Residential Lighting: What is Internet marketing, really?
Bob Negen: Electronic marketing is using both e-mail and a website to deepen relationships with current customers and find new customers. Most retailers buy into the “Field of Dreams” myth: “If you build it, they will come.” They assume a website will drive massive amounts of traffic to their store all of a sudden. It’s just not true.
RL: So, is a website a wise investment then?
BN: Yes, but a website for independent retail storeowners is primarily a marketing tool. It should be for local customers doing local searches. To the vast majority of independents, I say forget about trying to talk to the world. The minute you try to sell lighting online, you’re playing the price game. Most independents won’t win that game.
RL: If we’re not selling online, what should we put on our site?
BN: Too many sites have page after page of lamps. Make it more personal; [post] case studies and feature events. Say you’re hosting a design forum at your showroom [with] John Q. Expert. Post the event on your website: “John Q. Expert will be at the showroom on Saturday.” Talk about what customers will learn, and link to Mr. Expert’s Web site. Then, send a series of e-mails to customers. Continue to mention it as the event gets closer, and provide a link back to your site each time. For most retail storeowners, that’s all the e-marketing that needs to be done.

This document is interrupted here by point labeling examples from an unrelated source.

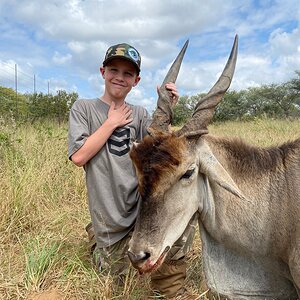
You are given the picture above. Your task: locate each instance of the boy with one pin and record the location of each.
(101, 132)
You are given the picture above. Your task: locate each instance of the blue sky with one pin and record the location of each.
(63, 42)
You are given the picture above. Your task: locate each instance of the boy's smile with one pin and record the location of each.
(119, 76)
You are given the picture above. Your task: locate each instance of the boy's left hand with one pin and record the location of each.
(173, 93)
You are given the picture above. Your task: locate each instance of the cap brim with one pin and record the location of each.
(105, 62)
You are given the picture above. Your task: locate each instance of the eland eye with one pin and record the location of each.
(188, 174)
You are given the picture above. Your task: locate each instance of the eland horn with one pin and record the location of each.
(205, 108)
(162, 116)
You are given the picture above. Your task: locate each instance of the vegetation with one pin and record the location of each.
(272, 101)
(43, 244)
(35, 107)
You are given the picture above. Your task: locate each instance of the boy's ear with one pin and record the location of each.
(137, 79)
(102, 71)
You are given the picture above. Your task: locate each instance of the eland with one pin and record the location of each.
(248, 199)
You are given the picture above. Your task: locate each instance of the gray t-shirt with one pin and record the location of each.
(110, 175)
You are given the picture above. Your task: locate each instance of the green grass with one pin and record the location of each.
(43, 244)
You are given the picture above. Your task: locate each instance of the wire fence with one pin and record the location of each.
(26, 97)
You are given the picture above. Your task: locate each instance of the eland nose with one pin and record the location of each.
(139, 258)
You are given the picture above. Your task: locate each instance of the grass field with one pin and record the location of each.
(43, 244)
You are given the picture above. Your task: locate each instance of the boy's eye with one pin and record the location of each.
(188, 174)
(129, 74)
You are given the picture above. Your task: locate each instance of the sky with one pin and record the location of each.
(52, 44)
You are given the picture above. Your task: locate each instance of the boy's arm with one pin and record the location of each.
(116, 118)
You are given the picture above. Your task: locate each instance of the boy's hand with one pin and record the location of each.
(173, 93)
(120, 116)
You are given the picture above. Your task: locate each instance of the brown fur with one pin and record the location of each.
(155, 157)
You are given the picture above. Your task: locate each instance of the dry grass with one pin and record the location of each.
(43, 245)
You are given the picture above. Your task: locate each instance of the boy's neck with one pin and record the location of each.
(107, 100)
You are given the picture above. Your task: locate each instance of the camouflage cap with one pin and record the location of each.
(123, 51)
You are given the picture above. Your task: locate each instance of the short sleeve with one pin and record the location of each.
(78, 129)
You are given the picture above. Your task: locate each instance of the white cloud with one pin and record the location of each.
(75, 34)
(60, 59)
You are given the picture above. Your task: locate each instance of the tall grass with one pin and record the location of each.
(43, 244)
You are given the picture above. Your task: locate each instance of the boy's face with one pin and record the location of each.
(120, 76)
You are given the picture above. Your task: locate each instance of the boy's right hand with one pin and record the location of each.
(119, 117)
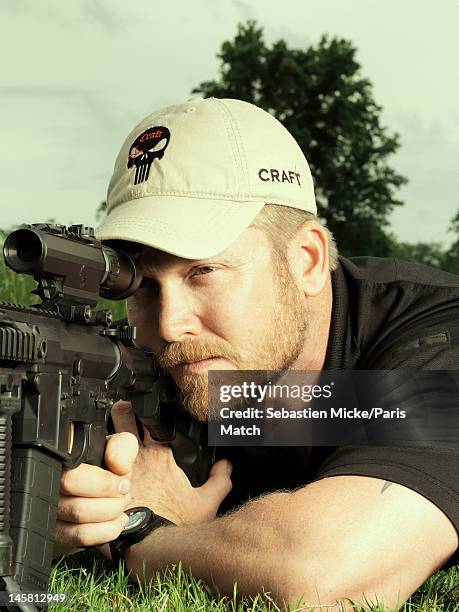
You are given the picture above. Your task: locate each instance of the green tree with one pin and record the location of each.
(318, 93)
(451, 257)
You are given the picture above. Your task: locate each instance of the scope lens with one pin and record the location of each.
(21, 248)
(29, 251)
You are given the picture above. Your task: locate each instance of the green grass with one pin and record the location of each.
(92, 583)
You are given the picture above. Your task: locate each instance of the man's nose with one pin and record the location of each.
(178, 317)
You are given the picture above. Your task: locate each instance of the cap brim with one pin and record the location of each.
(193, 228)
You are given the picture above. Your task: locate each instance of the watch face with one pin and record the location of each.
(137, 518)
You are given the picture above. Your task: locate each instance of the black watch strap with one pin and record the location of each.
(142, 521)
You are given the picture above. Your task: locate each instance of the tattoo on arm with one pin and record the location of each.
(386, 485)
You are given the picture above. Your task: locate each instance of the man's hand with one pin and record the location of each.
(157, 481)
(93, 500)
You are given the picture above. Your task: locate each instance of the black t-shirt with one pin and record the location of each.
(386, 314)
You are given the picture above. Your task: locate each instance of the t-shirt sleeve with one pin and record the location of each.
(431, 470)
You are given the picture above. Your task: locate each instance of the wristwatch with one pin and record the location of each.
(142, 521)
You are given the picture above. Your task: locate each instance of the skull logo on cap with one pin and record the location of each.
(150, 145)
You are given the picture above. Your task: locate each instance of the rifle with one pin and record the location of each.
(62, 366)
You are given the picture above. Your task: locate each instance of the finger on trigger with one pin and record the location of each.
(83, 510)
(90, 534)
(123, 418)
(91, 481)
(121, 452)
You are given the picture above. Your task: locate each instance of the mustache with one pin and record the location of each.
(185, 352)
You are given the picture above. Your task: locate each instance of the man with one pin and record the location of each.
(239, 274)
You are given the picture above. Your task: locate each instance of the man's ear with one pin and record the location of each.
(308, 254)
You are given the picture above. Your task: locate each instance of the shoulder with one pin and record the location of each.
(394, 303)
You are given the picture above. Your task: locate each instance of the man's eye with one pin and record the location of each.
(199, 271)
(147, 283)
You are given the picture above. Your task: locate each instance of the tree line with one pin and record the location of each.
(322, 98)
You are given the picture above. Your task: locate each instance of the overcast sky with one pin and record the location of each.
(77, 76)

RL: Do you have other tips for e-mail?
BN: E-mail is a tremendous tool to connect with customers and position yourself as the expert. Keep your messages short and sweet, interesting and frequent. Send e-mails featuring the latest design trends or ways to save energy with lighting. Messages should make customers feel good about doing business with you. E-mail is relationship-building first, a sales tool second. There is a tendency to get distracted — don’t. Stay focused on your customers.

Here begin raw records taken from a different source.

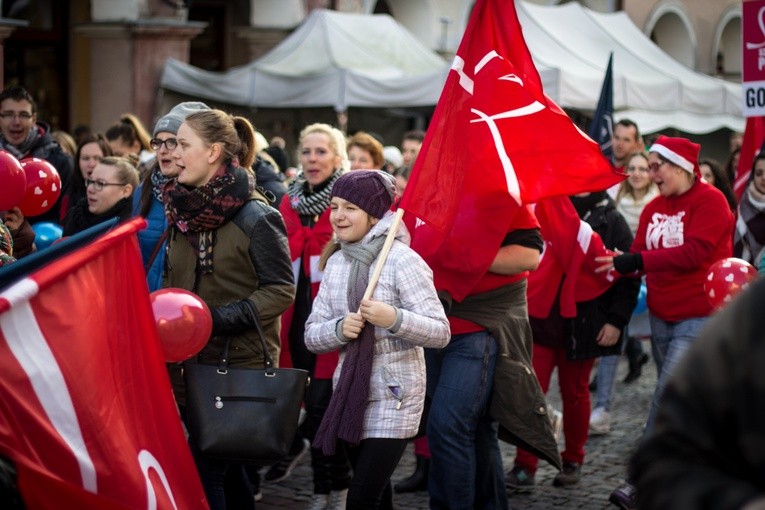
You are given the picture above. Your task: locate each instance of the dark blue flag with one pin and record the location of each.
(602, 126)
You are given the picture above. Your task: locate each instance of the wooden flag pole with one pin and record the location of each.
(383, 254)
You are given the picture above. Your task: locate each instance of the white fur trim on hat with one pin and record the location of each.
(673, 157)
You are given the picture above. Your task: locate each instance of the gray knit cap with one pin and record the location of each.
(173, 120)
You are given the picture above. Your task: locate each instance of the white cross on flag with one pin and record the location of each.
(88, 416)
(495, 141)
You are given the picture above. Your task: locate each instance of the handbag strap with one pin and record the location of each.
(157, 247)
(268, 361)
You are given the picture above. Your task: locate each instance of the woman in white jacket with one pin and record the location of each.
(379, 383)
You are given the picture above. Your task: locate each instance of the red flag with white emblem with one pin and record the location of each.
(88, 416)
(495, 141)
(569, 255)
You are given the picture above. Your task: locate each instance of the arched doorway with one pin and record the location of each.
(669, 27)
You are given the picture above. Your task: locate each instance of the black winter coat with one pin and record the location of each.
(616, 304)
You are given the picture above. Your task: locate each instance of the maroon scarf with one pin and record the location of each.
(199, 212)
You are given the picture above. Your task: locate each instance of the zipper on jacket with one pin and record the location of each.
(514, 362)
(220, 400)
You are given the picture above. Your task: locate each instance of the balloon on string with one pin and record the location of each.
(726, 278)
(46, 233)
(183, 321)
(642, 304)
(43, 186)
(13, 179)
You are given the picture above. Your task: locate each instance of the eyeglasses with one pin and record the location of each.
(170, 143)
(25, 116)
(99, 185)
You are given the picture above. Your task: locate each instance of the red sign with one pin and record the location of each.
(753, 59)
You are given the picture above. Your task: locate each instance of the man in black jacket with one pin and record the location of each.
(24, 137)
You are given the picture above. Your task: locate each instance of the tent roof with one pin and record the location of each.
(332, 59)
(340, 60)
(650, 87)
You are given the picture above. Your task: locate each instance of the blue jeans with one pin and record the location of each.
(466, 465)
(669, 341)
(607, 380)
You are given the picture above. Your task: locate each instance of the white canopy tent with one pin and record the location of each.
(650, 87)
(332, 59)
(343, 60)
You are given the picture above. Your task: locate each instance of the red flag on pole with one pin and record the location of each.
(569, 255)
(754, 136)
(88, 416)
(495, 141)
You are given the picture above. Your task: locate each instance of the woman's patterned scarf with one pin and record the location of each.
(158, 183)
(311, 203)
(199, 212)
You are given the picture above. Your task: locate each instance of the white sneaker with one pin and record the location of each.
(600, 422)
(337, 500)
(318, 502)
(556, 419)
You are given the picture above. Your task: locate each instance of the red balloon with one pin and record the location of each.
(726, 278)
(13, 179)
(183, 321)
(43, 186)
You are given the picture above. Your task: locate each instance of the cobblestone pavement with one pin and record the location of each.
(604, 467)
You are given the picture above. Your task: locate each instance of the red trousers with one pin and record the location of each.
(574, 381)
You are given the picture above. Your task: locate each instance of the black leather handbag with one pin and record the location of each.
(243, 414)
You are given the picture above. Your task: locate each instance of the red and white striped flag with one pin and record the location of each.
(88, 416)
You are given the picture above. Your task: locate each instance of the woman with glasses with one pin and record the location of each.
(632, 196)
(147, 201)
(92, 149)
(228, 246)
(109, 191)
(681, 233)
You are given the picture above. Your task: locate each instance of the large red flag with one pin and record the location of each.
(569, 256)
(495, 141)
(754, 136)
(88, 417)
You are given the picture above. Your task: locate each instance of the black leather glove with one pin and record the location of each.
(628, 263)
(233, 318)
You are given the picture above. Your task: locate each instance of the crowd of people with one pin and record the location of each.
(293, 248)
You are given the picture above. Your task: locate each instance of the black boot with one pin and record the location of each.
(419, 479)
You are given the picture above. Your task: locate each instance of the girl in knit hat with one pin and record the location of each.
(147, 200)
(379, 383)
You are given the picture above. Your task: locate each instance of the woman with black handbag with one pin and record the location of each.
(227, 245)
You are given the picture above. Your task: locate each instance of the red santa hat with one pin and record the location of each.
(680, 151)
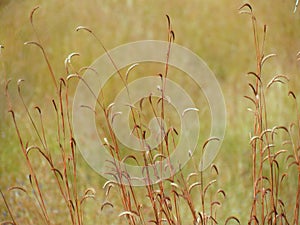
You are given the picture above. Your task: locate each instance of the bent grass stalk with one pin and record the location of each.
(169, 198)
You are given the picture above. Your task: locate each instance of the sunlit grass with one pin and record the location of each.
(214, 30)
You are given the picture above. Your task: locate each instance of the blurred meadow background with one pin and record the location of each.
(212, 29)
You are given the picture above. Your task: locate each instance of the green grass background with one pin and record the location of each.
(212, 29)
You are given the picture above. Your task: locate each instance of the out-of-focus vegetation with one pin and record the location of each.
(212, 29)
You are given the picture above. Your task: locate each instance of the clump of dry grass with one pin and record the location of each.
(193, 198)
(169, 199)
(64, 172)
(267, 173)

RL: Do we need to worry about search engine optimization (SEO) or other scientific approaches to increasing website traffic?

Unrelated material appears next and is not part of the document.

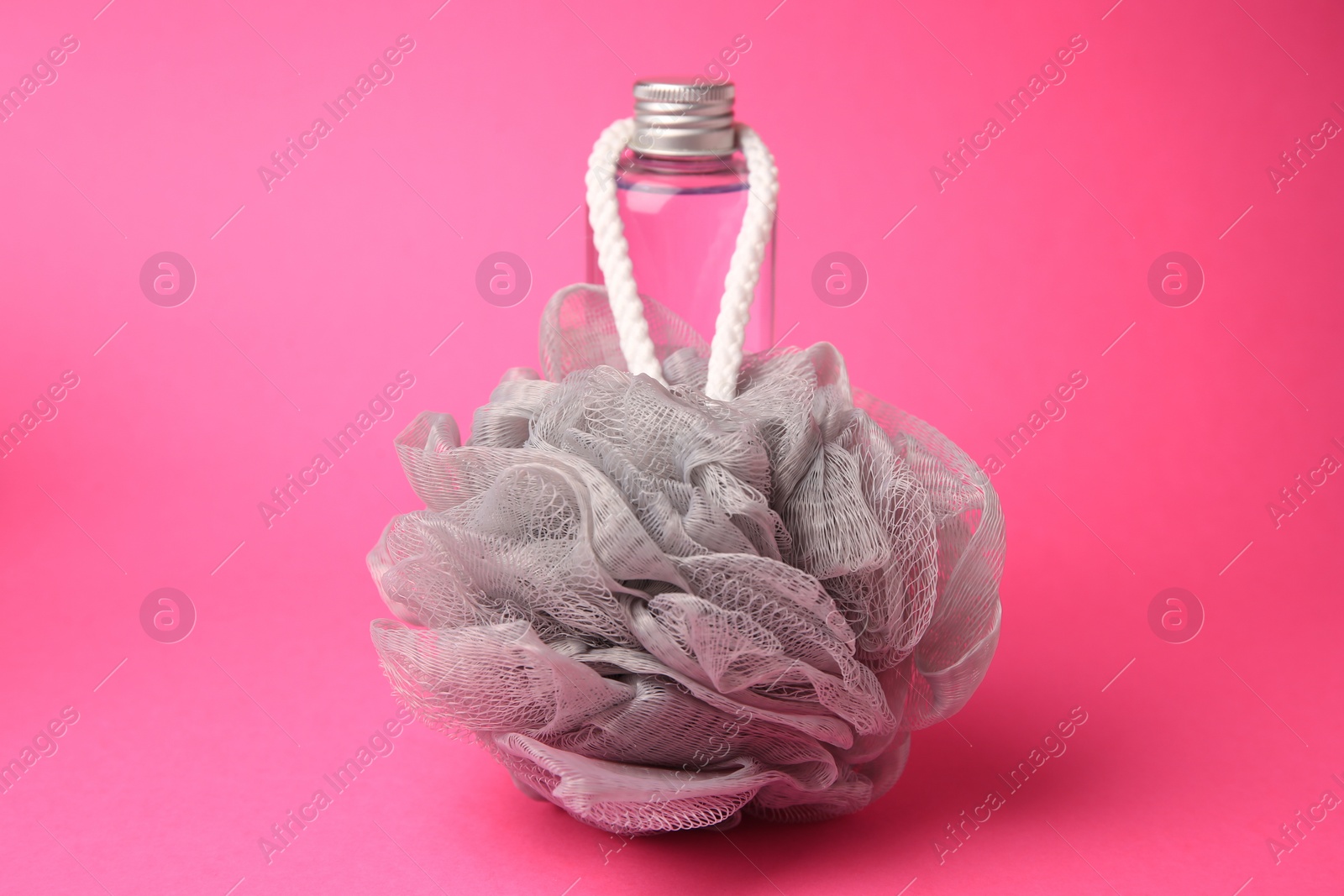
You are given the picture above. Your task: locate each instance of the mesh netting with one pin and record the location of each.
(662, 611)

BN: No. As long as your website uses keywords correctly, you’ll come up [in local searches]. The only time you need to worry about SEO is when you’re trying to sell to the world. Here’s a better trick: Tell a customer who is pleased with your store to go to local.google.com, write a review and give you five stars. Then, when other people do a local search—“lighting stores Grand Haven Michigan”—and see your store with 10 reviews, each with five stars, you’ll get the business.
Bob Negen is a retail veteran turned marketing consultant. His Grand Haven, MI-based company, WhizBang! Training, hosts Web sites and offers e-mail marketing programs for independent retailers.